According to data compiled by the Center, there were nearly 500 sightings across the country in May and more than 300 in January, March and April. One of the most recent sightings logged by the trackers was June 6 in Roseville, Minnesota, just east of Minneapolis and north of St. Paul. In that sighting — which lasted all of four seconds — a resident was looking at the stars on a deck around 3:10 a.m. when they asked the sky for answers.
“I talked really quiet out-loud saying, ‘If there are any aliens up there please show me your space ship; do something,’” the person said, according to the incident report.
Sure enough, an object lit up for two seconds to the east and zoomed north, according to the account.
“I said, ‘Thank you; please do it again,’” the person reported.
And roughly one minute later, the witness saw the same thing, this time to the northeast, and moving in the same direction. The person described it as “what people who see UFOs call a power-up,” but noted it was for a very brief amount of time, almost as if “they only wanted me to see them.” The light was described as being in an oval shape and located about a mile away.
And if that sounds strange, get this — a day earlier, two people reported seeing a stationary disc shape with pulsing green, red, yellow and white lights moving back and forth over San Jose, California. The object was high in the sky and moved with the horizon, according to the incident report. The lights were in a straight horizontal line.
“Looked like five of these lights, which were square-shaped, tilted slightly up so it gave the appearance of a saucer,” the report said.
The Navy seems convinced of the existence of UFOs, telling POLITICO in a statement there were reports of unauthorized and/or unidentified aircraft “entering various military-controlled ranges and designated air space in recent years.”

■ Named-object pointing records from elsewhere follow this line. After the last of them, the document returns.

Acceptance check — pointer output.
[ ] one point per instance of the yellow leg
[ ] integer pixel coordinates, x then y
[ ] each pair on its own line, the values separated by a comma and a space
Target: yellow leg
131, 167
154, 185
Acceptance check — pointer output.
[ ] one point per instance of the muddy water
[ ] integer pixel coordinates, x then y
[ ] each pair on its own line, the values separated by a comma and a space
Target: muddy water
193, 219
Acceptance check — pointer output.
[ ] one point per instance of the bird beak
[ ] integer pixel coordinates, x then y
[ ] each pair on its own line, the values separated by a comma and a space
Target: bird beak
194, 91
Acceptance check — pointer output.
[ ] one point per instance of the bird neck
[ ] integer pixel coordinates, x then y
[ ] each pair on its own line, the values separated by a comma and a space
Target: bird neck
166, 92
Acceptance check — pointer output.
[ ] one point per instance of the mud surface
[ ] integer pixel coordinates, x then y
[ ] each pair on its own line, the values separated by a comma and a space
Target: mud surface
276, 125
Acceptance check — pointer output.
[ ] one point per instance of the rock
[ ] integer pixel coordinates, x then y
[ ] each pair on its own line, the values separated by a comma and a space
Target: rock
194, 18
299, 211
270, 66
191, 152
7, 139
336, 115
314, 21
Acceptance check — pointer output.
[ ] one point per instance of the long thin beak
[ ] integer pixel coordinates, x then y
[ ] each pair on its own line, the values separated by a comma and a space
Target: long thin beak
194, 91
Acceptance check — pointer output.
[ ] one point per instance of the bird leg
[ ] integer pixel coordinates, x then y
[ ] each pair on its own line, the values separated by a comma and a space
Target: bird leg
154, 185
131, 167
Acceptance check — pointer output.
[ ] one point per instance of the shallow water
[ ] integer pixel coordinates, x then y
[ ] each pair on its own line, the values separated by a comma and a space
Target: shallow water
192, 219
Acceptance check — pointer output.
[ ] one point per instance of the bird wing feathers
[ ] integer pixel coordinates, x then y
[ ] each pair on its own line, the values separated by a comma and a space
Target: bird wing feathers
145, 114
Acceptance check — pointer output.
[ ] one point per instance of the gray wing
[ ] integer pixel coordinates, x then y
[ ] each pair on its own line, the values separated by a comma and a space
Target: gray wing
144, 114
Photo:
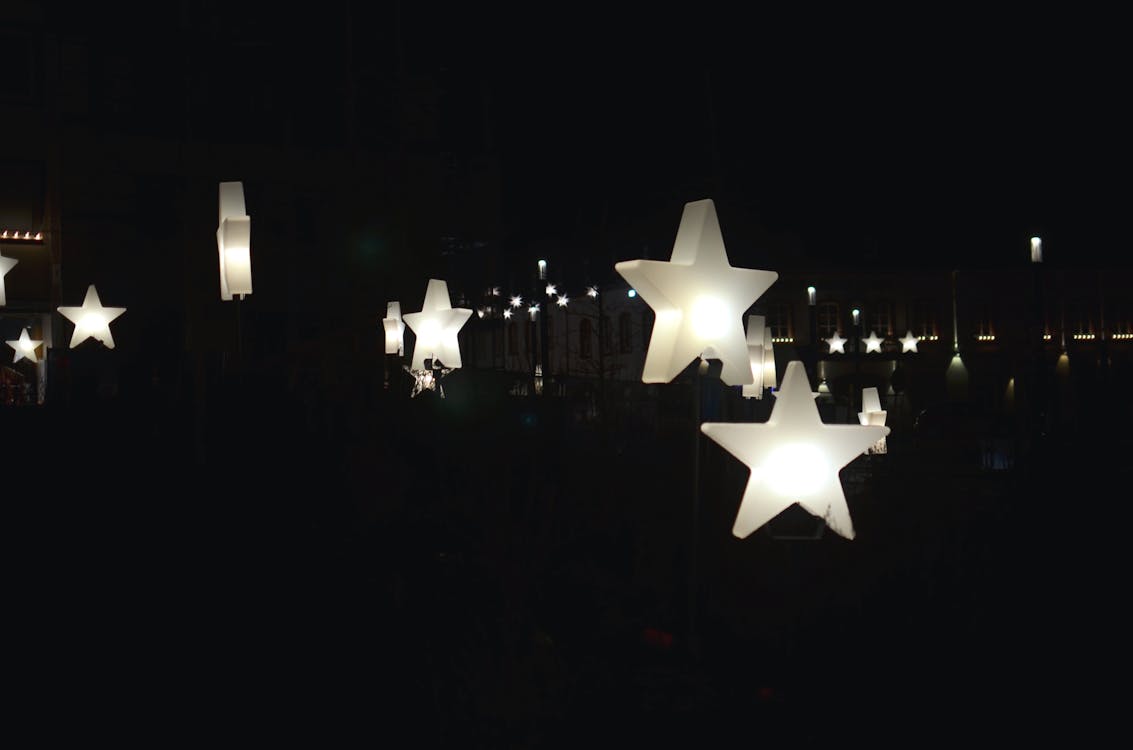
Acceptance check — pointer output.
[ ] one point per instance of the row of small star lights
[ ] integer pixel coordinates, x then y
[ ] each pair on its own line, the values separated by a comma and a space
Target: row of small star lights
836, 343
516, 301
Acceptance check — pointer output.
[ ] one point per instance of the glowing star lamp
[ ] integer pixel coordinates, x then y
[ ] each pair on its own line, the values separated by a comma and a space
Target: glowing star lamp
394, 329
25, 347
699, 300
6, 265
836, 343
756, 329
233, 243
794, 458
92, 320
436, 326
872, 414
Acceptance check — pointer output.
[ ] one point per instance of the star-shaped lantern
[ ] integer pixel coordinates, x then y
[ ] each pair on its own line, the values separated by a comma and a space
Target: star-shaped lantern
794, 458
436, 326
25, 347
699, 300
92, 320
233, 243
6, 265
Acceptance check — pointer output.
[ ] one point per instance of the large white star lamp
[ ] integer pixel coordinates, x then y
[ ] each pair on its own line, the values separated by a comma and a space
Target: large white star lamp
92, 320
436, 326
699, 300
233, 243
794, 458
6, 265
25, 347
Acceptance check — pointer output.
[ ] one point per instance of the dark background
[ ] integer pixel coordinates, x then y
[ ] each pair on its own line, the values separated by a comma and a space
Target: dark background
253, 560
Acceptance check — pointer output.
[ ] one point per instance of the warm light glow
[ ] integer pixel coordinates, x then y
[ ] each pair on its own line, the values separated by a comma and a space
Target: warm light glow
795, 469
92, 320
6, 265
794, 458
394, 329
709, 317
436, 326
25, 347
233, 243
688, 320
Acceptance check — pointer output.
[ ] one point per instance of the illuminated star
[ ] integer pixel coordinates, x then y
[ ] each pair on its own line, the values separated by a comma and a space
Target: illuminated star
699, 300
6, 265
436, 326
92, 320
836, 343
794, 458
24, 347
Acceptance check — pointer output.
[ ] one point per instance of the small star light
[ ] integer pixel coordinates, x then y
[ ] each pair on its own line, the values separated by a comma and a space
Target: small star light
436, 326
25, 347
794, 458
92, 320
233, 243
836, 343
6, 265
699, 300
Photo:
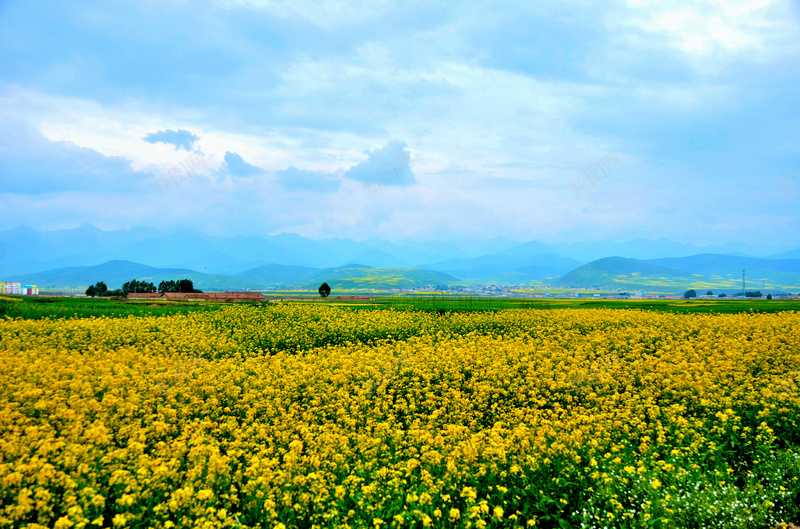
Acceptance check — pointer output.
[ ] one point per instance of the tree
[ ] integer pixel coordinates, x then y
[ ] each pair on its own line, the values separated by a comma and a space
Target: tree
138, 286
182, 285
324, 290
98, 289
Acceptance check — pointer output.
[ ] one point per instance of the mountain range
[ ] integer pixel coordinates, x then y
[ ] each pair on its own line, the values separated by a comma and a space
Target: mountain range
75, 258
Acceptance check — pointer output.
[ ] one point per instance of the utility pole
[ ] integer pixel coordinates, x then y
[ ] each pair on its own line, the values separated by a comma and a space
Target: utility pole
744, 292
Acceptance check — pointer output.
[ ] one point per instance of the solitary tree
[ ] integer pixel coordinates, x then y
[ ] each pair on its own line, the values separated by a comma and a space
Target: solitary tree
98, 289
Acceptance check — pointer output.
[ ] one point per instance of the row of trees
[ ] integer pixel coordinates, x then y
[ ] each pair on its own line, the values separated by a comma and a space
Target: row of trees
749, 294
133, 286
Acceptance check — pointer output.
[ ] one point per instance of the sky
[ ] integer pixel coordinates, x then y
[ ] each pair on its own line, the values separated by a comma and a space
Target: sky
553, 121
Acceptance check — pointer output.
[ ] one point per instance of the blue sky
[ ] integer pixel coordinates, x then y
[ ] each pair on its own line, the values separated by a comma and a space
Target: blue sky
555, 121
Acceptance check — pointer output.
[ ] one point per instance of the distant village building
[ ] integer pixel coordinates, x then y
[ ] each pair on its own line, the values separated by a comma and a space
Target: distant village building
17, 289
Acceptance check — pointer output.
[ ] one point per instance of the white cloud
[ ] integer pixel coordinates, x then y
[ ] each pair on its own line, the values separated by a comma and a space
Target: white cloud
712, 31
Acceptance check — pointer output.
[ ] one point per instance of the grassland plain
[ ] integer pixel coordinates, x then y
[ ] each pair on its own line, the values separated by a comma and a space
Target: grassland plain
321, 416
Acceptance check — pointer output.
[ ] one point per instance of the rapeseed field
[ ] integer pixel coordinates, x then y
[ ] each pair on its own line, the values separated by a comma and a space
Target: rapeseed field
315, 416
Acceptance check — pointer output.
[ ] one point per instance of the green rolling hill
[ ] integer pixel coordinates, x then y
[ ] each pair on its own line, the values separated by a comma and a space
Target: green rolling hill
720, 273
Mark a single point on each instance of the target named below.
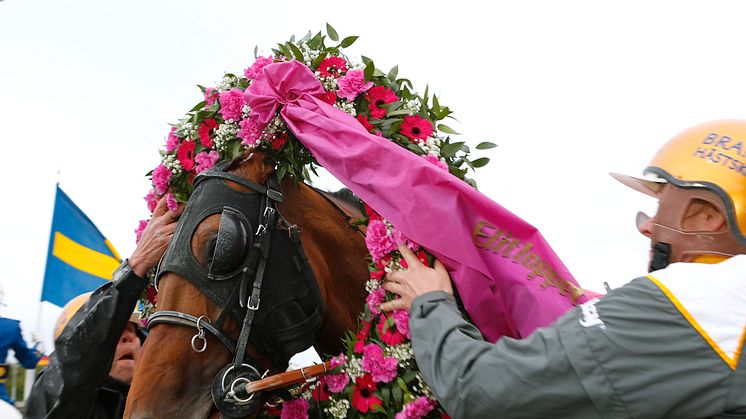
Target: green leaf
(348, 41)
(393, 73)
(448, 130)
(480, 162)
(486, 145)
(296, 51)
(332, 33)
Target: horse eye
(232, 244)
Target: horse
(180, 366)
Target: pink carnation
(294, 409)
(436, 161)
(379, 241)
(401, 320)
(161, 177)
(382, 368)
(417, 408)
(139, 230)
(249, 132)
(231, 104)
(171, 203)
(173, 141)
(151, 200)
(374, 299)
(206, 160)
(337, 382)
(255, 68)
(352, 84)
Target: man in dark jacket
(89, 373)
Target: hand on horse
(155, 238)
(416, 280)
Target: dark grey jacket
(76, 382)
(666, 345)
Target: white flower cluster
(308, 54)
(229, 81)
(431, 145)
(224, 134)
(354, 368)
(172, 163)
(414, 105)
(372, 285)
(402, 353)
(347, 107)
(338, 408)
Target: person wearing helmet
(666, 345)
(12, 339)
(98, 341)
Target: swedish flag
(80, 259)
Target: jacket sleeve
(472, 378)
(69, 385)
(28, 357)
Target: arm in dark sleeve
(28, 357)
(472, 378)
(69, 385)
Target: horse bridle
(228, 390)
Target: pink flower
(378, 240)
(255, 68)
(374, 299)
(211, 95)
(416, 128)
(337, 382)
(151, 200)
(294, 409)
(333, 66)
(377, 97)
(173, 141)
(352, 84)
(138, 231)
(171, 203)
(206, 160)
(382, 368)
(161, 177)
(417, 408)
(231, 104)
(401, 320)
(185, 155)
(249, 132)
(436, 161)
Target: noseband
(291, 314)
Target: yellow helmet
(706, 162)
(72, 307)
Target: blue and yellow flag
(80, 259)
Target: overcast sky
(569, 90)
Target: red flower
(185, 155)
(389, 335)
(365, 122)
(205, 129)
(378, 96)
(416, 128)
(333, 66)
(363, 398)
(329, 97)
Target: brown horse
(173, 379)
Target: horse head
(238, 294)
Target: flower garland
(377, 374)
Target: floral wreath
(377, 374)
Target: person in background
(666, 345)
(12, 339)
(89, 373)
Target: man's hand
(155, 238)
(416, 280)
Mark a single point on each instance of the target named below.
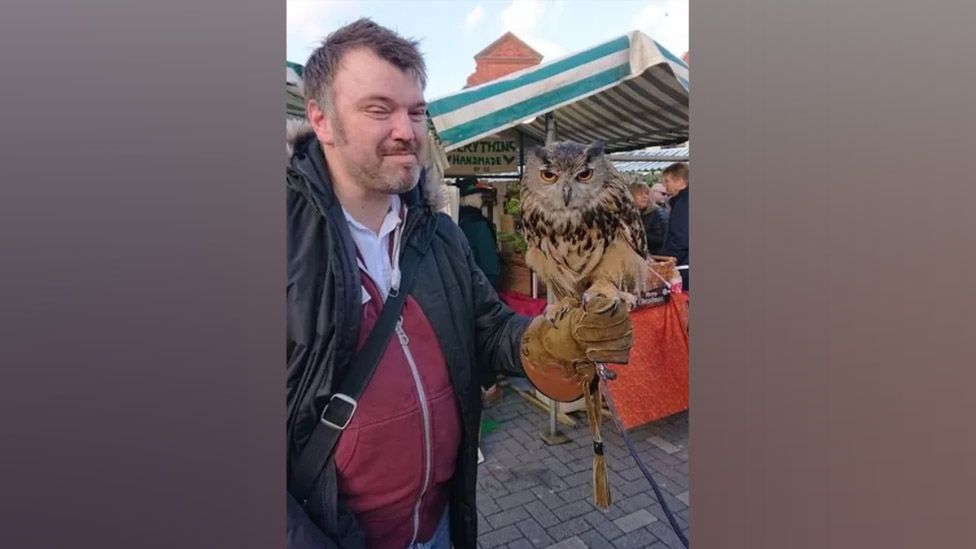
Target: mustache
(401, 148)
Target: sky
(451, 32)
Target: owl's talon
(555, 312)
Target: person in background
(676, 239)
(478, 229)
(659, 195)
(654, 216)
(480, 233)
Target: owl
(584, 233)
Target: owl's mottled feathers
(584, 233)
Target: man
(676, 240)
(478, 229)
(654, 216)
(403, 472)
(659, 195)
(484, 247)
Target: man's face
(673, 184)
(642, 199)
(376, 136)
(658, 194)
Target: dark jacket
(323, 317)
(655, 226)
(676, 240)
(481, 238)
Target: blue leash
(607, 374)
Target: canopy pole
(550, 129)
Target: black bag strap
(308, 466)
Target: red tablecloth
(655, 382)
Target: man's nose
(402, 127)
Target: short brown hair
(320, 69)
(678, 170)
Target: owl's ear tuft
(541, 153)
(594, 150)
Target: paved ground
(533, 495)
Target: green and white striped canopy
(630, 92)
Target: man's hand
(557, 355)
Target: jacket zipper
(425, 415)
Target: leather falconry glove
(557, 356)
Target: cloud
(666, 21)
(522, 17)
(474, 16)
(307, 22)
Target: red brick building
(504, 56)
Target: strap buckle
(339, 416)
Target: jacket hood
(299, 136)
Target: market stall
(631, 93)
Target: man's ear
(320, 122)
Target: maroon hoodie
(397, 455)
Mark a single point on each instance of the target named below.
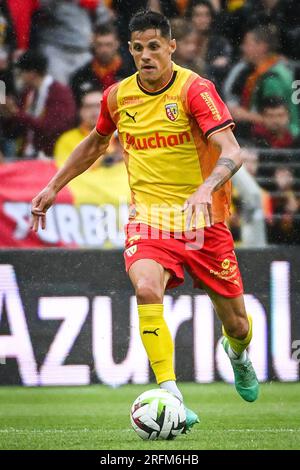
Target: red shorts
(209, 257)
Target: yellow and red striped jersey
(165, 136)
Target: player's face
(152, 55)
(105, 48)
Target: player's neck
(157, 84)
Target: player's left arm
(214, 119)
(230, 160)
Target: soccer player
(180, 154)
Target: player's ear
(172, 46)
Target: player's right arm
(82, 157)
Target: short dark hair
(272, 102)
(196, 3)
(181, 28)
(148, 19)
(267, 34)
(103, 29)
(33, 61)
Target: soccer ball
(158, 414)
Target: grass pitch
(97, 417)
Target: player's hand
(40, 205)
(199, 203)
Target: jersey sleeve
(206, 106)
(105, 125)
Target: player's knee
(238, 328)
(148, 291)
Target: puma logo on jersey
(131, 116)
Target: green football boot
(191, 420)
(245, 379)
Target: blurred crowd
(57, 57)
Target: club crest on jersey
(172, 111)
(131, 250)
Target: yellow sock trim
(157, 341)
(239, 345)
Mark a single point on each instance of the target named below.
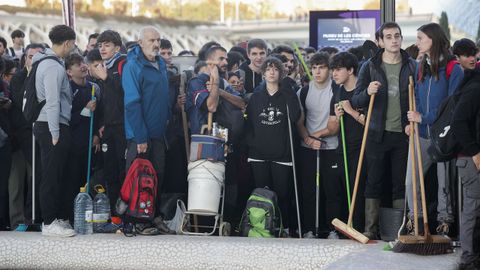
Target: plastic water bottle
(101, 209)
(83, 210)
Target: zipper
(428, 102)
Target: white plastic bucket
(205, 180)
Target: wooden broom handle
(422, 180)
(360, 160)
(183, 80)
(412, 155)
(210, 116)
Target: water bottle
(101, 209)
(83, 210)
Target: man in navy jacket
(147, 106)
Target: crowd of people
(262, 95)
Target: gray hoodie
(52, 84)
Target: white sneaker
(65, 223)
(56, 228)
(333, 235)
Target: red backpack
(139, 191)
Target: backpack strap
(120, 66)
(303, 98)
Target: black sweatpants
(5, 163)
(54, 158)
(392, 150)
(278, 178)
(352, 162)
(76, 173)
(330, 182)
(114, 161)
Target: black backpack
(444, 147)
(31, 106)
(262, 217)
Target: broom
(347, 229)
(427, 244)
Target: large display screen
(342, 29)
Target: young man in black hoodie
(111, 120)
(82, 108)
(317, 124)
(268, 135)
(466, 127)
(20, 206)
(386, 76)
(257, 52)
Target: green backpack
(262, 217)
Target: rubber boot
(398, 204)
(372, 207)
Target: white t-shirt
(318, 112)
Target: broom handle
(360, 160)
(210, 115)
(412, 156)
(345, 161)
(184, 116)
(422, 182)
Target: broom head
(349, 231)
(420, 245)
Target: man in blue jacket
(147, 106)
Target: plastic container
(390, 221)
(101, 209)
(83, 213)
(205, 180)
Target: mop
(347, 229)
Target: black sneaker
(162, 227)
(468, 266)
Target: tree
(444, 24)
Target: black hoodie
(252, 79)
(466, 119)
(267, 125)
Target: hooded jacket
(111, 109)
(147, 97)
(52, 85)
(267, 124)
(372, 71)
(466, 119)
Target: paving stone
(28, 250)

"For safety and security concerns, the Navy and the [U.S. Air Force] takes these reports very seriously and investigates each and every report,” the statement said.
And Ryan Graves, an F/A-18 Super Hornet pilot who reported his sightings to the Pentagon and Congress, told The New York Times last month he was one of multiple pilots who saw UFOs. The pilots began seeing the objects in 2014 and 2015 after receiving upgraded equipment.
Initially they believed they were getting bad readings. But the sightings kept happening, showing up at 30,000 feet, 20,000 feet and even at sea level. The objects could speed up, slow down and then reach hypersonic speeds.
“These things would be out there all day,” he said. “Keeping an aircraft in the air requires a significant amount of energy. With the speeds we observed, 12 hours in the air is 11 hours longer than we’d expect.”
Patch national staffer Dan Hampton contributed to this report.